Críticas


GAROTAS DO ABC

De: CARLOS REICHENBACH
Com: MICHELLE VALLE, FERNANDO PAVÃO, SELTON MELLO
31.08.2004
Por Susana Schild
O TODO MAIOR DO QUE AS PARTES

Na premiação do 36o Festival do Cinema de Brasília, o júri atribui uma menção especial “ao argumento” de Garotas do ABC, de Carlos Reichenbach. O diretor subiu ao palco e, com sua franqueza característica, disse que não entendeu. Premiar o argumento, afinal, significaria valorizar uma boa idéia que, segundo os jurados, não contou com uma realização à altura. Ironicamente, a exibição foi recebida calorosamente pela platéia de Brasília, a mesma platéia que também vaia ou fica indiferente quando o filme não agrada.

A rigor, ambos os lados – o júri, que fez ressalvas no resultado, e a platéia, que embarcou e aprovou a viagem proposta pela periferia da grande São Paulo – têm suas razões.

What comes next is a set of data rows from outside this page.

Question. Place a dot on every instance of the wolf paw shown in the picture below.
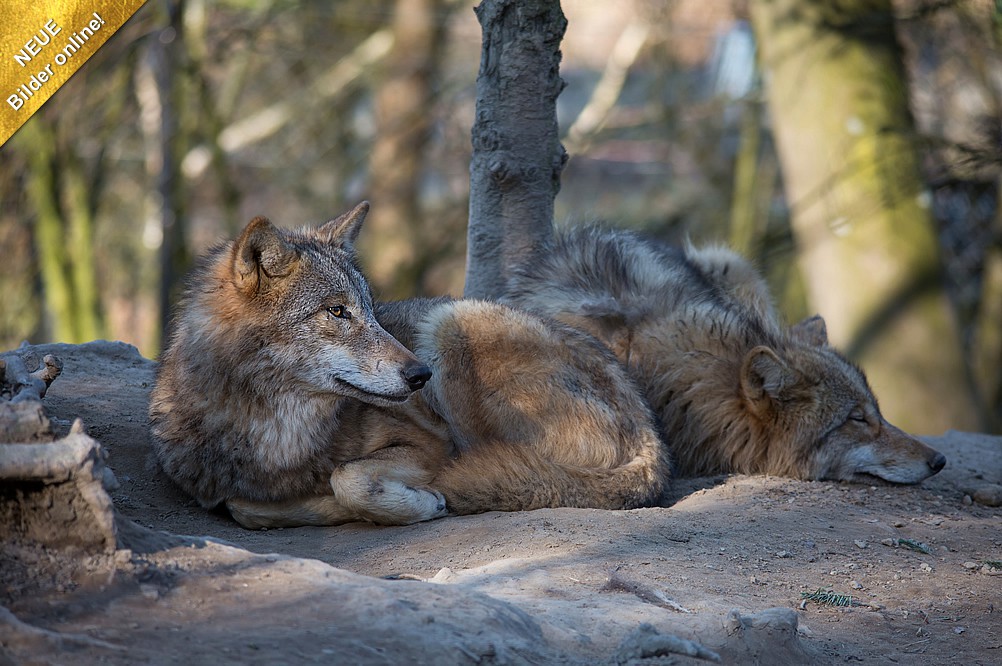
(425, 504)
(387, 501)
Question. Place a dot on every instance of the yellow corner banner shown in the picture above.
(43, 43)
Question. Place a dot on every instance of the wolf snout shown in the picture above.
(416, 376)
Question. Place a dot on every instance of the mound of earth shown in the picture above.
(894, 574)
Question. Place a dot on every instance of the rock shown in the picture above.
(989, 495)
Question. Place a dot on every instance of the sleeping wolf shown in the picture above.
(733, 390)
(281, 395)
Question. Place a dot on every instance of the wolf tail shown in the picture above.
(514, 477)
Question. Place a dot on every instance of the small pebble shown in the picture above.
(989, 495)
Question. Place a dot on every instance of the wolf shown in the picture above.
(733, 390)
(287, 395)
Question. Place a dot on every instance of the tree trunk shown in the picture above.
(393, 241)
(517, 156)
(869, 251)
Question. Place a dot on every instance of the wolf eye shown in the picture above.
(339, 311)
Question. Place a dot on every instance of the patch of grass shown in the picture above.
(828, 598)
(911, 544)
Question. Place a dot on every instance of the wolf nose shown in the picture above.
(417, 376)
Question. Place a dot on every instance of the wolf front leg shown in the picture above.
(384, 499)
(319, 511)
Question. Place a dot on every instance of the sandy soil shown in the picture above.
(551, 586)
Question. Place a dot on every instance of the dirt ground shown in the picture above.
(551, 586)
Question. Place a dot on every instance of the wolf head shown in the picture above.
(822, 417)
(302, 298)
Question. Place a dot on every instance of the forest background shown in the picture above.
(852, 148)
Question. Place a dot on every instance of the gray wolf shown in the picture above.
(734, 391)
(287, 395)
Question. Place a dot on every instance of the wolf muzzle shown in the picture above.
(416, 375)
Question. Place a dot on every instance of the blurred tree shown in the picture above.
(160, 98)
(517, 156)
(404, 99)
(63, 197)
(839, 102)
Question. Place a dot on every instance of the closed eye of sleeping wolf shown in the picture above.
(286, 394)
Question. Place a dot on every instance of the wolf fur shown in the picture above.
(734, 391)
(287, 395)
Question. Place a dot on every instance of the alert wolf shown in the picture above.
(733, 390)
(286, 394)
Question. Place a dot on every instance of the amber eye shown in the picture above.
(339, 311)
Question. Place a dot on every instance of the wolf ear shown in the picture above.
(262, 255)
(811, 330)
(765, 378)
(344, 229)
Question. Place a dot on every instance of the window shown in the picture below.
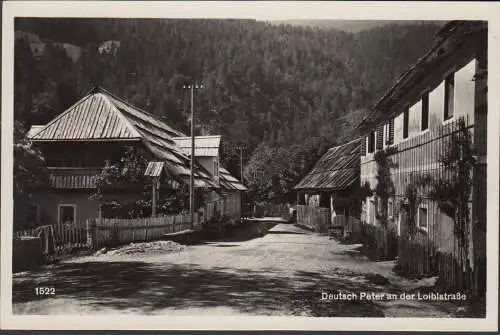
(371, 141)
(423, 217)
(449, 96)
(406, 120)
(387, 135)
(32, 217)
(425, 112)
(67, 214)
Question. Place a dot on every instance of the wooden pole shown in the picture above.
(241, 163)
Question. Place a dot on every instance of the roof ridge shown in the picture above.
(60, 116)
(122, 117)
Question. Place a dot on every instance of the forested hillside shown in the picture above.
(286, 92)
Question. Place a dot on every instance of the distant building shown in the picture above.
(418, 118)
(78, 143)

As razões do júri provavelmente estão ligadas à própria gênese do projeto, que teria como meta a realização de uma série de filmes para acompanhar trabalho, afetos, família e lazer de algumas operárias de uma fábrica de tecelagem. Aurélia Schwarzenega (a estreante Michele Valle) seria apenas a primeira delas. Por isso, personagens incompletos, como boa parte das colegas de Aurélia, e situações precariamente desenvolvidas podem transmitir um resultado insatisfatório no sentido essencialmente dramático de desenvolvimento da trama e das personagens.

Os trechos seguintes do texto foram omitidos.